Defense in Naval Academy sex assault case claims accused weren't always read their rights | Fox News

And they all have the hudzhpa to think they did nothing wrong by boinking a fellow cadet who was blitzed. So much for taking care of your brother's in arms. Oh maybe it doesn't apply to sisters.

Disgusting


----------



## roy (May 25, 2013)

Three Black rapists, imagine that. Wonder what color the victim was?


----------



## Smitty901 (Nov 16, 2012)

Welcome to Obama /Holder world it gets better just stick around. Our Military is being turn into a political action group and becoming a joke


----------



## Ripon (Dec 22, 2012)

Why do you label the "military" in this matter? Why stop there? Why not all young men, or all of mankind? This is ridiculous. 

I thought this was a place that preached presonal responsibility - at least in preparation - I guess not in typical political hype.

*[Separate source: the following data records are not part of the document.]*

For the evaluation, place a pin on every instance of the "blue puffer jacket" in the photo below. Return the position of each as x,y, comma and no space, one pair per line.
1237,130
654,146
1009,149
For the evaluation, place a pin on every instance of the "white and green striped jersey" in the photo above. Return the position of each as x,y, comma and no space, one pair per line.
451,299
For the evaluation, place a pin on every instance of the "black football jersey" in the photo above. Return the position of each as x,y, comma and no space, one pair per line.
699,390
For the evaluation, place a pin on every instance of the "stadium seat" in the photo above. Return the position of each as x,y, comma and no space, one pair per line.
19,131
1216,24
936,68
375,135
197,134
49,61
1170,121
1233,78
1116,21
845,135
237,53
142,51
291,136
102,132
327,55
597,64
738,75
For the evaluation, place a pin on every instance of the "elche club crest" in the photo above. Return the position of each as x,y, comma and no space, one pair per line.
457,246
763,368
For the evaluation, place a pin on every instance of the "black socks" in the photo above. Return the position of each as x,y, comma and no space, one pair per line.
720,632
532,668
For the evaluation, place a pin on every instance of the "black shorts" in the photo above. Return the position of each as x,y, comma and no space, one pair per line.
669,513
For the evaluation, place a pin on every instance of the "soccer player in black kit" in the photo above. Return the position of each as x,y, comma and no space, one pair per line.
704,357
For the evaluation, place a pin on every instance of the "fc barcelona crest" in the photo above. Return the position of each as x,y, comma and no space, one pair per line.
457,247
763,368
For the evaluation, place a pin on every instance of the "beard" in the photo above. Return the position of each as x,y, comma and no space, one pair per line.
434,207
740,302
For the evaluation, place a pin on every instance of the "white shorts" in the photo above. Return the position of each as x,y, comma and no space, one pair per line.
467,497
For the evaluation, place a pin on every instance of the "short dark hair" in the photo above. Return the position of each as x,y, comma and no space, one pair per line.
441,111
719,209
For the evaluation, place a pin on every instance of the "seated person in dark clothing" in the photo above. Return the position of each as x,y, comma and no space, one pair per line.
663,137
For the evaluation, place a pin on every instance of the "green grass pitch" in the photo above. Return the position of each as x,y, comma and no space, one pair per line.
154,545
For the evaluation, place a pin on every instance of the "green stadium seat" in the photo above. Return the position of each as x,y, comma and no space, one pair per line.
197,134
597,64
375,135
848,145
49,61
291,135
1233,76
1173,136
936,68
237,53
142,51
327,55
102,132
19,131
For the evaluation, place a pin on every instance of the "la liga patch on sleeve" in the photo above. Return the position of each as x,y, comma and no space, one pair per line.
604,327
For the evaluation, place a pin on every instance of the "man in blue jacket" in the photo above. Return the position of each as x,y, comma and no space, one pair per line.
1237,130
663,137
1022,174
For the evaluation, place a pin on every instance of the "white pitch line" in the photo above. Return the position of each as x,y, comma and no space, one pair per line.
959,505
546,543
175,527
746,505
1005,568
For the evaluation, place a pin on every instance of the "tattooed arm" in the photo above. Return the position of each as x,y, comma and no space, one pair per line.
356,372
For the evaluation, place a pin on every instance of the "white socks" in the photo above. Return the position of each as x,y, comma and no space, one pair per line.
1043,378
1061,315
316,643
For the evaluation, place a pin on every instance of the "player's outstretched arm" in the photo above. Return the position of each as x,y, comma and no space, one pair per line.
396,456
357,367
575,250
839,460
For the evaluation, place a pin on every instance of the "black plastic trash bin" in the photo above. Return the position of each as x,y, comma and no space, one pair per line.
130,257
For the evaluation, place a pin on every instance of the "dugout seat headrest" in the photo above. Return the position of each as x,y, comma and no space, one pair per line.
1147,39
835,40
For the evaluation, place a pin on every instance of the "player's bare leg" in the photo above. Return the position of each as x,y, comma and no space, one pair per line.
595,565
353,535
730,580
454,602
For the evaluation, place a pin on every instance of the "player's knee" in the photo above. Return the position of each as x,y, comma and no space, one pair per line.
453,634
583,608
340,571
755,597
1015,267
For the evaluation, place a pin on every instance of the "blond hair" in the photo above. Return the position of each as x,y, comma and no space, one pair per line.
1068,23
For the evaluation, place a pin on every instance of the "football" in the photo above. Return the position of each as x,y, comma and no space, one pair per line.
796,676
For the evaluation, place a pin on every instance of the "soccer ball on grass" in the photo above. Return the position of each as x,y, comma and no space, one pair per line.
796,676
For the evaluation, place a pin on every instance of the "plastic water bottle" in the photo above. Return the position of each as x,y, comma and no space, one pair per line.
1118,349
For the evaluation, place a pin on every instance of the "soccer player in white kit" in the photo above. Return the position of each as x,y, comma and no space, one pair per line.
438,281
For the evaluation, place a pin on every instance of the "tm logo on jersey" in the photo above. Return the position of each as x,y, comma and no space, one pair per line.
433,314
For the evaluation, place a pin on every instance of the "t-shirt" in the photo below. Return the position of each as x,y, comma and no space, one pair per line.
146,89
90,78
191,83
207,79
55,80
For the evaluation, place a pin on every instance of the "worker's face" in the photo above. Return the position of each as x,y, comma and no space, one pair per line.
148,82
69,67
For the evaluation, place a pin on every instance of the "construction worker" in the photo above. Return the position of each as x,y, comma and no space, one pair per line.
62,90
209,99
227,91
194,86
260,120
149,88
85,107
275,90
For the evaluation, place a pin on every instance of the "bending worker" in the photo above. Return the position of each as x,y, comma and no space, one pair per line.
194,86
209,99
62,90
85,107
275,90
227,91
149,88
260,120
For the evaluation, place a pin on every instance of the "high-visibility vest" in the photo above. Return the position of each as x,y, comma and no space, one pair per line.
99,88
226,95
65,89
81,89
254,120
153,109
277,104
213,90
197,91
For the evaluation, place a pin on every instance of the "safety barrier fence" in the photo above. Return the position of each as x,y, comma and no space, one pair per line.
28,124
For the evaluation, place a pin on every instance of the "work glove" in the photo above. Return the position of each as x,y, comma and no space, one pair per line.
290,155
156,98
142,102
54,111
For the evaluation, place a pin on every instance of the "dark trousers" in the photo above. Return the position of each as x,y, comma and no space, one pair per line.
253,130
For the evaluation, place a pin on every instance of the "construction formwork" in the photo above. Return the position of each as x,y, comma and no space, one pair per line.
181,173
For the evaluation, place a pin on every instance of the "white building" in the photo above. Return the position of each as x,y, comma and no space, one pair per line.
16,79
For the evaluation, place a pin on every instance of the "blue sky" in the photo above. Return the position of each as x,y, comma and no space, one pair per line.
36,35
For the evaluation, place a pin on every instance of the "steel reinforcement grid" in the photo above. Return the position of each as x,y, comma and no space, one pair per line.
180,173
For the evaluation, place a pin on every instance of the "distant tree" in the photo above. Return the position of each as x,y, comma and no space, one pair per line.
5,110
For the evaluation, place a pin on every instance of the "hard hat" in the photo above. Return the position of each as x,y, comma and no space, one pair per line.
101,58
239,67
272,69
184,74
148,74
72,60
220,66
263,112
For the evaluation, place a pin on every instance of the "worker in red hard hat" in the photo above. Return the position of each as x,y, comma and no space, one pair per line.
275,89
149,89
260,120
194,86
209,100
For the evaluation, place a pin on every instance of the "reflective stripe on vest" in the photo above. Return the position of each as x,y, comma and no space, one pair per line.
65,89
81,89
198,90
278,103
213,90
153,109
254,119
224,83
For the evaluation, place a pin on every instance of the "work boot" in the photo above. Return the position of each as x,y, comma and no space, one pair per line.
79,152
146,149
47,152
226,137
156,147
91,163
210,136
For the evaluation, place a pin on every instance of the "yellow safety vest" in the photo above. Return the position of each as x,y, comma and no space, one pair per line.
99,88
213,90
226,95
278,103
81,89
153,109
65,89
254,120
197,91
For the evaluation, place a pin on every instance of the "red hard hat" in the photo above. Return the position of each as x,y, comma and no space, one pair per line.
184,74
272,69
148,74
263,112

I'm sorry I see no difference in the OP's headline using the word "military" as a jessee jackson or al sharpton throwing race baiting
bombs. My father was part of that "military" and I served it too so pardon me if I find an ignore button for someone like YOU.


----------



## SARGE7402 (Nov 18, 2012)

Thank you and yours for your service Rippon. Unfortunately it's not the same military that you and I served in - I left after 30 years in 2000. Remember it took almost 3 years to bring the fort hood shooter to justice.


----------



## Ripon (Dec 22, 2012)

30 Years wow, thank you. I appreciate that, but I just don't agree we label the "military" for the errors of 3 stupid young cadets or the leftist legal system that permiated the militaries ranks causing the Fort Hood shooter to require so long before justice - wasn't it more than 3 years? IDK.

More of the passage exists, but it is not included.